The United States Department of the Treasury placed sanctions affecting Venezuela's gold industry in March 2019, explaining that Maduro's government "is pillaging the wealth of Venezuela while imperiling indigenous people by encroaching on protected areas and causing deforestation and habitat loss". After the detention of Guaidó's chief of staff, Roberto Marrero, in March 2019, the US also sanctioned the Venezuelan bank BANDES and its subsidiaries.
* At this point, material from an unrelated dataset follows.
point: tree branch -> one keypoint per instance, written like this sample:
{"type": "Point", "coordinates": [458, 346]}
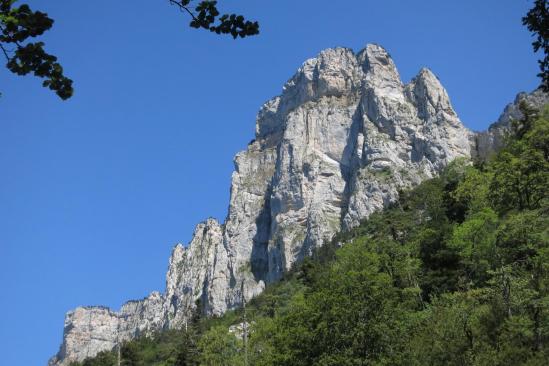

The Maduro administration issued a statement saying that it "energetically rejects the unilateral, coercive, arbitrary and illegal measures" that would affect banking for millions of people.

Venezuela accused Canada of supporting Trump's 'war adventure' after Canada imposed new sanctions on 43 members of the Maduro government in April, including foreign minister Jorge Arreaza. The foreign ministry of Venezuela said that Canada's Prime Minister, Justin Trudeau, "has invalidated Canada as a reliable actor in dialogue", and had "declared their intention to destroy the Venezuelan economy to inflict suffering on the people".

In a speech on 17 April 2019 in Miami on the anniversary of the failed 1961 Bay of Pigs Invasion, Bolton announced new restrictions on U.S. dealings with the three countries he calls the troika of tyranny—Cuba, Nicaragua and Venezuela—as "part of a broader set of policies" aimed at "reversing the Obama administration's embrace" of Cuba. Maduro said the sanctions were "totally illegal" and that "Central banks around the world are sacred, all countries respect them. ... To me the empire looks crazy, desperate."